Pauline’s life was cut short by a horrible tragedy. I feel that sadness every day of my life. I also think about all of what she would have done in these years while she was retired. I have no doubt that we would have traveled everywhere, that she would have spent her years with other CCI service dogs, and she would have spent lots of time underwater being thrilled and amazed by all of the spectacular sea creatures she loved watching. She would have voraciously consumed hundreds of books. But most importantly to her, she would have been with her family, especially her six precious grandchildren. It all sucks mightily. Her memory should be a blessing.
Over the past thirty years, one of my great joys (and this work isn’t packed with joy) has been to watch the many young children I’ve befriended along the way grow up to become independent, self-confident adults. I’ve watched some of them become great athletes and Paralympians. I have watched many of them excel in school, go to college, and become speech therapists, occupational therapists, physical therapists, physicians, or go into the business world in marketing or accounting or finance. Some have gone into engineering. Some have become teachers. Some have become homemakers. Some have married and have children. Just as I told the parents in 2002, these children are growing up to do and to be whatever they’ve wanted.
No one escapes the difficulties that come with life. Life is filled with disappointments and tragedies. I’ve always told my children that when life is running smoothly to enjoy every minute of it because there’s a bushel basket of crap around every corner. It is inescapable. It is unfortunately the case that the people in our community have been dealt larger baskets then most. I’ve learned in the most detailed and intimate ways just how much suffering is involved in these disorders. I watched it in Pauline every day, and I’ve spoken to thousands of people on the phone who shared all of it with me. Why share that suffering with me? Because I was willing to listen. Listening was the best I could do, because cultural anthropology didn’t offer me too many great treatment options.
Our personalities, our backgrounds and our life experiences help to determine how we manage all of life’s problems, and there are no greater problems than the ones that impact our bodies.

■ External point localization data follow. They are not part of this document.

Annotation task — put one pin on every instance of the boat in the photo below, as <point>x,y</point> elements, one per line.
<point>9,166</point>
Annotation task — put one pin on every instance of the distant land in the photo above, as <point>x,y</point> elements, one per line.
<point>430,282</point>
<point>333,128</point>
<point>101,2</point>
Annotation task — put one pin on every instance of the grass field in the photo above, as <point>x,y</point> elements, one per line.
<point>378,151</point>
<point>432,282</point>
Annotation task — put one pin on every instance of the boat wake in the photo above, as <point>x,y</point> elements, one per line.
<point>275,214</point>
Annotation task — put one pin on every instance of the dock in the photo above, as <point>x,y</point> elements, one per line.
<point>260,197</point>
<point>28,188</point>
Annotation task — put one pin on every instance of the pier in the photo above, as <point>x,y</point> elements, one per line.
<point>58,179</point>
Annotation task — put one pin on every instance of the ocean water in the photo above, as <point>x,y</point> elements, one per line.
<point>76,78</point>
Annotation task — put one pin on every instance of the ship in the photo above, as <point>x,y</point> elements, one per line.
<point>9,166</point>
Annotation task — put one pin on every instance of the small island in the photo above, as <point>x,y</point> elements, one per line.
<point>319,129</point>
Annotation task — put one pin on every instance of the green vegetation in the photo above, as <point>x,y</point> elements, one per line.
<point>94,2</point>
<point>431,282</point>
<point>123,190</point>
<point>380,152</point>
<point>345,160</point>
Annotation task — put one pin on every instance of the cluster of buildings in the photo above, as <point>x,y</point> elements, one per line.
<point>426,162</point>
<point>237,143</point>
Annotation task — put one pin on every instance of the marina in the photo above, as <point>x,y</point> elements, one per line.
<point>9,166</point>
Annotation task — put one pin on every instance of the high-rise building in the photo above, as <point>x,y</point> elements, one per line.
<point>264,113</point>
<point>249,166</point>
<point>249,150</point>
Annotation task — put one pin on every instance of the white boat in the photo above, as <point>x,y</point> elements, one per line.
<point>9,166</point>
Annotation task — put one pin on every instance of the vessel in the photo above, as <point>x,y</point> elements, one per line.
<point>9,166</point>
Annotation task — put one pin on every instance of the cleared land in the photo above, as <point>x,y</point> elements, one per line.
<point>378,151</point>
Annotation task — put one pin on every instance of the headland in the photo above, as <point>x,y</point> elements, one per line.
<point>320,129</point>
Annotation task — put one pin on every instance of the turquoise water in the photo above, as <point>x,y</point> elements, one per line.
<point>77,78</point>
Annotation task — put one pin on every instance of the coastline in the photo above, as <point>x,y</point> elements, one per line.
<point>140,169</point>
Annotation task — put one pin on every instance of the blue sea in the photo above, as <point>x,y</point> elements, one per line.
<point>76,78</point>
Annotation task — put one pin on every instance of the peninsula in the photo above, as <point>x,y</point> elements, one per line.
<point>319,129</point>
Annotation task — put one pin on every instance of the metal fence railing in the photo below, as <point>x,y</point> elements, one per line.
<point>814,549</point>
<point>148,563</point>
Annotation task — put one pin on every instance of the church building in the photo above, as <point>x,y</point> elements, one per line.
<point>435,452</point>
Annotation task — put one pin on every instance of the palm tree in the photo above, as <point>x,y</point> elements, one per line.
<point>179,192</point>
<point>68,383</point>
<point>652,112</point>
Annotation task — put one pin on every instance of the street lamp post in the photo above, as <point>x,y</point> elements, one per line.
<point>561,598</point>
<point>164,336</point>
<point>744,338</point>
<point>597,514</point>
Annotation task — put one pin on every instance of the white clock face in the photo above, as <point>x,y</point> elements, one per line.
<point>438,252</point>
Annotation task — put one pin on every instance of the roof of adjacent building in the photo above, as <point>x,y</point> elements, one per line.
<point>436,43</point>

When your body isn’t working, that becomes the only problem that matters. For people with disabilities, chronic body problems become a way of life. I’m not an expert on anything. I can’t say how people manage these issues in how they construct their identities. I only know that it is different for everyone. And the nature of the issues has to impact this process. For a person who has unrelenting pain or has absolutely no bowel sphincter control, paralysis is the least of their problems. All I can say is that over the past thirty years, I think I’ve seen it all. From people who have incorporated their disability into their identity and self concept in the healthiest ways possible, to those who have become so bitter and resentful and angry that they are owned by their symptoms and diagnosis.
I make no judgments in either case or in any case. People always get my compassion regardless of how this all works for them.
Life is hard. For many of you, it is harder than it is for most. I can only hope that you are finding ways to live your lives to the fullest. It’s the only life we get, and we all need to find ways to make it the best life it can be.
Please take care of yourselves and each other.